I'm a bit hazy at the moment as to who it was that kissed the frog and turned it into a marriageable prospect for ever and ever. A calculated gamble to pucker up it was, for, under the old folklore, it was quite possible to effect such miracle. Yesteryear's wisdom would have been to not judge a book by its cover Given current day technology, "What-You-See-Is-What-You-Get". Kiss a frog and you get warts.

The black bass is rather like that. It's own supporters allow that it is not high in the beauty stakes, but I think them a bit harsh, for while the largemouth is clad fairly sombrely, I clearly recall a most magnificent smallmouth that I latched on to in the big brown trout water of Steenbras reservoir in the late Seventies. Over the years I have enjoyed frequent meetings with bass on fly - some very respectable ones - mostly in trout-stocked waters.

Bass in trout dams are not universally appreciated. It's usually nothing personal for they put up a very respectable fight on the fly, take to the air with admittedly a little pre-emptive head shaking and are a very tasty aperitif, but some quirk of nature permits largemouths to breed fairly prolifically in, what is for them, relatively cool habitat. This can play havoc, not only with anglers' expectations, but with trout stocking densities.

Yet, if the status quo has been determined, it's in the heat of Summer that the bass play a trump card. Trout, at that time, are more often than not sullen and melt away into the deep water. A sustained period of hot weather will not only make them uncooperative, but they can lose of condition and even go back in weight. Trout, in short, do not like steaming Februaries.

One such dam I fish, a fairly extensive piece of water, holds a mixed population and has carried on regardless for close to two decades. The trout grow superbly, even though I have never, in eight or nine years, ever seen bass fry in stomach contents and the bass population seems to come and go as nature wills it. Only in Summer - in some years - if you go and look for them, will you find Micropterus and then invariably in the luke-warm shallows.

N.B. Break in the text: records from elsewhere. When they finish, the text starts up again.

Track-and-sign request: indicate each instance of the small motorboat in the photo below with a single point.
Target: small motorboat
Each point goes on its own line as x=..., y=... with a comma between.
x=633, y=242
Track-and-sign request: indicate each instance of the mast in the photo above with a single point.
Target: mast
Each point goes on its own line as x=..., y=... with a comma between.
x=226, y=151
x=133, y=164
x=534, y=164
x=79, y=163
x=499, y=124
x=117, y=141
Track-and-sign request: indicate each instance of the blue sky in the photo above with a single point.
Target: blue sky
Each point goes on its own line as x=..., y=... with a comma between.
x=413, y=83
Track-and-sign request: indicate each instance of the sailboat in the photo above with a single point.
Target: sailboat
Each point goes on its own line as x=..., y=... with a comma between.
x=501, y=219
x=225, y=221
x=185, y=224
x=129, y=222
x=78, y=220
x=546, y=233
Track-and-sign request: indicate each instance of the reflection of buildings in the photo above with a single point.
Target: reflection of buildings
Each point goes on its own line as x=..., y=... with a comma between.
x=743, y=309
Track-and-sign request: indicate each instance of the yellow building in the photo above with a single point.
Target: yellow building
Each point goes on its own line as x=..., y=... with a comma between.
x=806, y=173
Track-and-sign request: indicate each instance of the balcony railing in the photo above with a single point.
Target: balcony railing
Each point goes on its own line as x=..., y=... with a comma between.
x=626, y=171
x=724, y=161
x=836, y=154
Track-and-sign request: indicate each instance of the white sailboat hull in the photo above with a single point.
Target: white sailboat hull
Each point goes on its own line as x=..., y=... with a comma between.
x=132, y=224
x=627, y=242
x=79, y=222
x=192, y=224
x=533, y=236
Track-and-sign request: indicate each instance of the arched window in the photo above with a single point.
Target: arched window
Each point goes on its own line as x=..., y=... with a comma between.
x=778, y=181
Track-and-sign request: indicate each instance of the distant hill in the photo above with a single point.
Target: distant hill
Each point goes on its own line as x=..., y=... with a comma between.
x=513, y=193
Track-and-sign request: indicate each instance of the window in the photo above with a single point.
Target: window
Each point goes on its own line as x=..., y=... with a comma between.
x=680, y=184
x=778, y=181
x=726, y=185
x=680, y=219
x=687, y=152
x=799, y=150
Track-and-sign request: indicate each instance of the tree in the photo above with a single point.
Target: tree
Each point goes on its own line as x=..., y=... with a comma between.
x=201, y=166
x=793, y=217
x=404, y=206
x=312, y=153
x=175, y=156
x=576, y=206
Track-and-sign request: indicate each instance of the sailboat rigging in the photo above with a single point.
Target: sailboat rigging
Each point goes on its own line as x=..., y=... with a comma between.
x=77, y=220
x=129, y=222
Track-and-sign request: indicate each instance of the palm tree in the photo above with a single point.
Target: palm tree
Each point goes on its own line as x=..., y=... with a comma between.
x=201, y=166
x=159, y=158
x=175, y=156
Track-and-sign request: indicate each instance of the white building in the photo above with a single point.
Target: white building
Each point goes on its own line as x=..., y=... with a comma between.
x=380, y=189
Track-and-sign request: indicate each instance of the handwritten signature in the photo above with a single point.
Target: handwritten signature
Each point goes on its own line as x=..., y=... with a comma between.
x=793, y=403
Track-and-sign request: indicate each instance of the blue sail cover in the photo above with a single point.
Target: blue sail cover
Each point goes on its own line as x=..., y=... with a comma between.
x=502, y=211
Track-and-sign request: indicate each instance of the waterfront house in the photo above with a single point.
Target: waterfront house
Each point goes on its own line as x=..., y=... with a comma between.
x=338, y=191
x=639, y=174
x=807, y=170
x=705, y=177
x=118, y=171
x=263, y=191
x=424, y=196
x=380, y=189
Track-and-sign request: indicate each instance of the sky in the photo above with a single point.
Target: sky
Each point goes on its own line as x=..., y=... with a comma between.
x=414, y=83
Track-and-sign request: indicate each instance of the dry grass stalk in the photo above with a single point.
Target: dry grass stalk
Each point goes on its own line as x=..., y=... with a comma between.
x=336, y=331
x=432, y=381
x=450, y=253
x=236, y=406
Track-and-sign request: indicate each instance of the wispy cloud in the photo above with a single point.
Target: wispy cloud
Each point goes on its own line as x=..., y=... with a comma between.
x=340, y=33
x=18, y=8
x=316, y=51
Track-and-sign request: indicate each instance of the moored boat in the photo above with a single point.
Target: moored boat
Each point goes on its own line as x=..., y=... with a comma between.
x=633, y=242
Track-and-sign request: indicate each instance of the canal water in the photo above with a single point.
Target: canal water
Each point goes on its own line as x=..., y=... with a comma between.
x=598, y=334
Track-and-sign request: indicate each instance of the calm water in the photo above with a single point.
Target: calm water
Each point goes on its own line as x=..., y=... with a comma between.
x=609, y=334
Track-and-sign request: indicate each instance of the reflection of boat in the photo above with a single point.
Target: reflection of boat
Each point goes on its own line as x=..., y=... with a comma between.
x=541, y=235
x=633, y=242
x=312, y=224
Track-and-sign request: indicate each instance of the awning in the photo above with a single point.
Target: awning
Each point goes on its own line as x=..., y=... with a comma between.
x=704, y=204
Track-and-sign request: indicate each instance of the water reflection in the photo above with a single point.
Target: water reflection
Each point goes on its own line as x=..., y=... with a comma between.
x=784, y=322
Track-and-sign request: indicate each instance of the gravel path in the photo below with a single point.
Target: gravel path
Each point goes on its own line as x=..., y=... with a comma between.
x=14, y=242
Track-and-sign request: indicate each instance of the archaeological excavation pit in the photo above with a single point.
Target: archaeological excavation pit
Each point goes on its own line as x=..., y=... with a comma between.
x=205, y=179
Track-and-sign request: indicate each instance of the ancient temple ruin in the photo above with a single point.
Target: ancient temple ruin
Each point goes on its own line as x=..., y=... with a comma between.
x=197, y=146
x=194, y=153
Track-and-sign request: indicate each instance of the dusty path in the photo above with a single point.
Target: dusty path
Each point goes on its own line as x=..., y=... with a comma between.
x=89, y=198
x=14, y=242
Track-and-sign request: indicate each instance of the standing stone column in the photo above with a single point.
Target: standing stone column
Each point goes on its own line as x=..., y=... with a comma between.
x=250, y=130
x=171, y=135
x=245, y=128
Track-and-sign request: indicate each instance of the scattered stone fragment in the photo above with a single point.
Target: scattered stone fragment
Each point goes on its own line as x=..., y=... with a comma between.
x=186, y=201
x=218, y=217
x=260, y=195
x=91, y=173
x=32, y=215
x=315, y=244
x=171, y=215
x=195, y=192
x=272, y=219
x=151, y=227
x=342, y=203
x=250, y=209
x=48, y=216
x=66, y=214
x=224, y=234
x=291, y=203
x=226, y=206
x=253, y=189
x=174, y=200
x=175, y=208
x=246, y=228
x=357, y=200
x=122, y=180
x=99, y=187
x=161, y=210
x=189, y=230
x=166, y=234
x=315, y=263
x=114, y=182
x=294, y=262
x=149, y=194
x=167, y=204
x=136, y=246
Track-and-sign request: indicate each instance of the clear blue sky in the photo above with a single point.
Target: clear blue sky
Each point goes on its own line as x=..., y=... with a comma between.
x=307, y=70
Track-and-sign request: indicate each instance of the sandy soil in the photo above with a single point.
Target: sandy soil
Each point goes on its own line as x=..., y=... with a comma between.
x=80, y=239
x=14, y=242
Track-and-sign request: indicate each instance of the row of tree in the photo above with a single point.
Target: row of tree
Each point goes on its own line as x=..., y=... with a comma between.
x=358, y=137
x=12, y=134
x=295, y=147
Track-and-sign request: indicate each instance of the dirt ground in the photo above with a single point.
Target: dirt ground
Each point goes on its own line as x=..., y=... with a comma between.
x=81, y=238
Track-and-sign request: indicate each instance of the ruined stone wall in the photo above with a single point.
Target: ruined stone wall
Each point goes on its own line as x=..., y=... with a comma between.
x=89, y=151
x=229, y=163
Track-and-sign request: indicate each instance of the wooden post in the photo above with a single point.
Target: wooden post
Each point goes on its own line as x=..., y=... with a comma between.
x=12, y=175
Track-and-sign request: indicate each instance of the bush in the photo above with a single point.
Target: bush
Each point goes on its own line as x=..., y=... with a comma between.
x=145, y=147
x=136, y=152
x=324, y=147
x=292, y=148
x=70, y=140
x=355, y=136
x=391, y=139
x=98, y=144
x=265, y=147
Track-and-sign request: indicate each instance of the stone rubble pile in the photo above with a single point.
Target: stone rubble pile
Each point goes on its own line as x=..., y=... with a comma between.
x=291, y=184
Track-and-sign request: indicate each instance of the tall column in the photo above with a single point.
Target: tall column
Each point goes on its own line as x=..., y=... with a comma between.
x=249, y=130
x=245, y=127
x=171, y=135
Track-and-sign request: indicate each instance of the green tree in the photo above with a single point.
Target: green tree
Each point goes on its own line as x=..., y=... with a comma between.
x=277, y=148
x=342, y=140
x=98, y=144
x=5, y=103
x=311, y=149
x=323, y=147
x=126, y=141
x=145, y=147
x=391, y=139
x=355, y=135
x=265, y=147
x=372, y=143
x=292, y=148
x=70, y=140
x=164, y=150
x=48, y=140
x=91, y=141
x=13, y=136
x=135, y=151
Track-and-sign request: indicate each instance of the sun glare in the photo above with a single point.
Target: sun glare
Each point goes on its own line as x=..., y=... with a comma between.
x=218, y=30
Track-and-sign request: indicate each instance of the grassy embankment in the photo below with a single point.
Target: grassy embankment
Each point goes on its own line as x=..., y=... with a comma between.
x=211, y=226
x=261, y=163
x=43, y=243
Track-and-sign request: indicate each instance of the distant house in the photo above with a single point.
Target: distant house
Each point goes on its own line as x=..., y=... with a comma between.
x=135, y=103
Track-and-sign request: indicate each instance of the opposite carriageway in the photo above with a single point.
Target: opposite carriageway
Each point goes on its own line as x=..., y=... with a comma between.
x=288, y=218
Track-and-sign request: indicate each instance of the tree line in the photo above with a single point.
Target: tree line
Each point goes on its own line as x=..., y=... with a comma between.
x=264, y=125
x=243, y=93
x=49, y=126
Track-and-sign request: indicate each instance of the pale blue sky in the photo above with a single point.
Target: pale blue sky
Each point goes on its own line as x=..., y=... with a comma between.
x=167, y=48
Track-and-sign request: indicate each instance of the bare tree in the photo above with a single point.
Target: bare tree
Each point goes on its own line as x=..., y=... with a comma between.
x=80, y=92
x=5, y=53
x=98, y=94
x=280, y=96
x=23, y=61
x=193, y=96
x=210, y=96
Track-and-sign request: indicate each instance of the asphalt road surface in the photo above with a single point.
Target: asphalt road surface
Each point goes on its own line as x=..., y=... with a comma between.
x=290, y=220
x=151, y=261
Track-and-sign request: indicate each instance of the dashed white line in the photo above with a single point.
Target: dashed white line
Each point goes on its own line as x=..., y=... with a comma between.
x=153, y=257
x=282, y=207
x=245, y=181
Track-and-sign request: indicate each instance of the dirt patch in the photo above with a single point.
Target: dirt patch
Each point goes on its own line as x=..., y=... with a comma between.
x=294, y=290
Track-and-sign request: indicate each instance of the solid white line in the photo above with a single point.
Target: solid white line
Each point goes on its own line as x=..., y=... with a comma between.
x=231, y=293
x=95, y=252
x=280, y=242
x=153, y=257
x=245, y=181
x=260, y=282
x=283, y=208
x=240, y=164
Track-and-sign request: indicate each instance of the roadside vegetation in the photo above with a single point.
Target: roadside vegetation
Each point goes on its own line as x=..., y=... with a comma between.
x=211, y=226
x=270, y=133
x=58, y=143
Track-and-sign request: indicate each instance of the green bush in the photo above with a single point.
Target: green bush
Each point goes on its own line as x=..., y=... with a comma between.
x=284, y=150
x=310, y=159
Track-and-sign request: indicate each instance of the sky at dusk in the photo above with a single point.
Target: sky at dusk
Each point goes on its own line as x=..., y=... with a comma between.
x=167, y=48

So when last week-end it was obvious the trout-pickings were slim, I thought "why not?"

A medium-sized Montana nymph was all it took on a floating line and long leader. A few seconds to allow it to drop in between the clumps of reeds and then a measured retrieve. The result some very handsome olive-green specimens and a very pleasurable session of angling.

It does, of course, depend on one's outlook. Since I am myself no Princess, I might only look a frog in the mouth, but a gift horse, never.